Os jovens diretores de cena e diretores de arte que quiserem ter seu trabalho analisado pela equipe da Margarida devem enviar e-mail com os links para seus trabalhos no Youtube, Vimeo ou similar para a produtora, aos cuidados de Bianca Marques ([email protected]).

Gente Que Vai e Vem

Heads (Rio - RJ) - A agência contratou Álvaro Figueira como RTV. Álvaro começou sua carreira, em 2001, quando passou por grandes agências. Também trabalhou na produtora TvZero, atendendo às maiores agências do Rio de Janeiro e São Paulo. Neste período, participou da produção de mais de 300 filmes, que rendaram diferentes prêmios do CCSP, ABP, Profissionais do Ano e Colunistas. A partir de agora coordenará a produção dos clientes da Heads no Rio: Petrobras, RioSul, grupo Lance! e Ampla. (11/02/2011)

PS10 (Rio - RJ) - A agência anuncia a contratação do diretor de arte Fabiano Klotz.
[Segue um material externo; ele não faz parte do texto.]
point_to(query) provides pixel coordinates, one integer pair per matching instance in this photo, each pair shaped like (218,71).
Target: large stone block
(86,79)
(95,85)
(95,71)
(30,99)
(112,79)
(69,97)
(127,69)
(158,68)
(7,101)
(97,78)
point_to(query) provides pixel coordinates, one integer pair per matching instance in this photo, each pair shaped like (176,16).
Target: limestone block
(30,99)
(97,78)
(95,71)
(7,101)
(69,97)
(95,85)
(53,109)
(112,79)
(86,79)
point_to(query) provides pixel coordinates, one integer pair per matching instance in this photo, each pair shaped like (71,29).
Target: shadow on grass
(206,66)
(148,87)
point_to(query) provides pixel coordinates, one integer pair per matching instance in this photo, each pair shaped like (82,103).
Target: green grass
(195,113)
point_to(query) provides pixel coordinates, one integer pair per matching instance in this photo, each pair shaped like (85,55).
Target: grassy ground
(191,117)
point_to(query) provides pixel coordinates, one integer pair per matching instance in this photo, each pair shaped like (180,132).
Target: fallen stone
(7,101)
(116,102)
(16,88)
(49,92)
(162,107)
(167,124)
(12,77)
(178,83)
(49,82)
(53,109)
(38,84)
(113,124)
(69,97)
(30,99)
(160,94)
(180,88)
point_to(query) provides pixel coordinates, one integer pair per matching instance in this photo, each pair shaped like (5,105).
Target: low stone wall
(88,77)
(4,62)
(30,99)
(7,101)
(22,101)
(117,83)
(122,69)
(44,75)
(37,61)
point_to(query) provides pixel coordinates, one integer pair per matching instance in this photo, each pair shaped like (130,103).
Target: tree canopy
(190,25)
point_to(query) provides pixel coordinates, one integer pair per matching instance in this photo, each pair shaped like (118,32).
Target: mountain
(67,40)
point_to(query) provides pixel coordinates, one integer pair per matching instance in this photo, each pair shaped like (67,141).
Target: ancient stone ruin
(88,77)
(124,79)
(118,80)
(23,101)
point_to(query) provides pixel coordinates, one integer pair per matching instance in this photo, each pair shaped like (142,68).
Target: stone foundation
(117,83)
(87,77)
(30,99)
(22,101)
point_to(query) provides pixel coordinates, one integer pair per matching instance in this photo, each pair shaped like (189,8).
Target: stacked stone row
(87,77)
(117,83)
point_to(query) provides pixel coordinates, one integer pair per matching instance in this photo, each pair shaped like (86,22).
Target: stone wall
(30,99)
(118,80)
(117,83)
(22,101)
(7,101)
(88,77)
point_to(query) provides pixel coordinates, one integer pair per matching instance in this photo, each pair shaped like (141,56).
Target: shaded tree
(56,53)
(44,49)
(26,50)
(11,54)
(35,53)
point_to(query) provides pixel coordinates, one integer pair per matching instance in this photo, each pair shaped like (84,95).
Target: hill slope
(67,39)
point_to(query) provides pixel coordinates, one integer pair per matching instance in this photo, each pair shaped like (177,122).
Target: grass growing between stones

O criativo vem da Agência3 e irá fazer dupla com o diretor de Criação, Otávio Mello. (07/02/2011)

NASCEU FALECE SÉRGIO BORGNETH - A Janela presta sua homenagem ao jornalista Sérgio Borgneth, falecido esta terça-feira, 8 de fevereiro, aos 60 anos, depois de lutar um ano contra um linfoma. Sérgio é da geração de jornalistas que valorizava a notícia e não o release. Foi o grande responsável pela imagem no mercado do Meio & Mensagem, onde entrou como reporter e chegou a sócio.